Spirito della risata e amore per la natura

Natura e vitalità - Foto di Susana Fernandez

Spirito della risata e amore per la natura

Ci sono quelle giornate in cui ci sentiamo un po’ giù di corda: non sappiamo bene cosa sia che non va, ma siamo un po’ sotto tono. Vediamo tutto grigio e anche i suoni sono spenti. Il primo impulso, assolutamente istintivo, è andare fuori (dall’ufficio, da scuola, o anche da casa) nella natura.

Ciò non è solo dettato dal fatto che a volte, quando siamo costretti a svolgere un’attività che non ci piace o non ci gratifica, o anche solo monotona, ci sentiamo prigionieri. Naturalmente capita anche questo. Ma c’è molto di più: esiste tutta una letteratura scientifica e non che ci parla dei benefici che possiamo ricavare dal contatto con la natura. Benefici che si potenziano ulteriormente quando l’attività non è di sola contemplazione, poiché “motion creates emotion” direbbe il Dr Madan Kataria.
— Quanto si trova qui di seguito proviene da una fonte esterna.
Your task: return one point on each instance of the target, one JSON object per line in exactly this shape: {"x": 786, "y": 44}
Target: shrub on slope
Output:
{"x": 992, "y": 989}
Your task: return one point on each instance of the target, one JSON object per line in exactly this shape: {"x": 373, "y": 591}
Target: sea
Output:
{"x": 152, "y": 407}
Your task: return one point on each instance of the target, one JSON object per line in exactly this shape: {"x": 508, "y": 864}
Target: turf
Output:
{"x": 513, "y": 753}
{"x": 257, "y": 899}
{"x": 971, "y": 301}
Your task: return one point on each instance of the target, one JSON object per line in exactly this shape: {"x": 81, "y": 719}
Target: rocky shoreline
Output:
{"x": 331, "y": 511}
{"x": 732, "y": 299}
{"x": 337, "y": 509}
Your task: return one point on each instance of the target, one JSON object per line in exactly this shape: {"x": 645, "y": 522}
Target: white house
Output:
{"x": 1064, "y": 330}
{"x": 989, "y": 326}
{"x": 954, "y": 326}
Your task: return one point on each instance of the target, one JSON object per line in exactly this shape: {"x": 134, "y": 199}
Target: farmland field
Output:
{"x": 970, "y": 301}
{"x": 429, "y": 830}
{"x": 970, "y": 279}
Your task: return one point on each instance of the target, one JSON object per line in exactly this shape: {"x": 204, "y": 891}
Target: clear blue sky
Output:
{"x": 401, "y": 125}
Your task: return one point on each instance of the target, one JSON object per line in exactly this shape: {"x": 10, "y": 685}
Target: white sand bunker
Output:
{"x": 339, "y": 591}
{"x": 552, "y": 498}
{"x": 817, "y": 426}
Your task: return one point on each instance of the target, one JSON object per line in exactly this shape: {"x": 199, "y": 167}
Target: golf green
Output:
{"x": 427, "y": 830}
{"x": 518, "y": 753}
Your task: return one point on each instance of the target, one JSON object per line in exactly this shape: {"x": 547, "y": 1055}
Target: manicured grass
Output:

Stare all’aria aperta, infatti, è una potente risorsa di vitalità per il nostro cervello e anche per il corpo, che ricarica le energie (non è forse vero che dopo una lunga camminata ci sentiamo stanchi ma molto vitali?) e rinforza le proprie difese immunitarie (si veda per esempio lo studio di Ryan et al. del 2009 solo per citarne uno). Inoltre il solo fatto di trovarsi nella natura infonde in noi pace e tranquillità e un generalizzato senso di benessere: riduce lo stress, aiuta a combattere la depressione e favorisce in generale la salute mentale (come concludono, in due studi separati Ian Alcock e Morita et al., 2006). La natura stimola poi potentemente la nostra creatività (Atchley et al., 2012), la memoria (Berman, Jonides e Kaplan, 2008) e la sfera emozionale. Attraverso la natura impariamo a guardarci dentro e a conoscere e gestire le nostre emozioni, e questo ce lo raccontano in meravigliosi versi anche i poetici romantici:

Le onde accanto a loro danzavano; ma essi

superavano in gioia le luccicanti onde:

un poeta non poteva che esser felice,

in una compagnia così gaia.”

(W. Wordsworth, I wandered lonely as a cloud)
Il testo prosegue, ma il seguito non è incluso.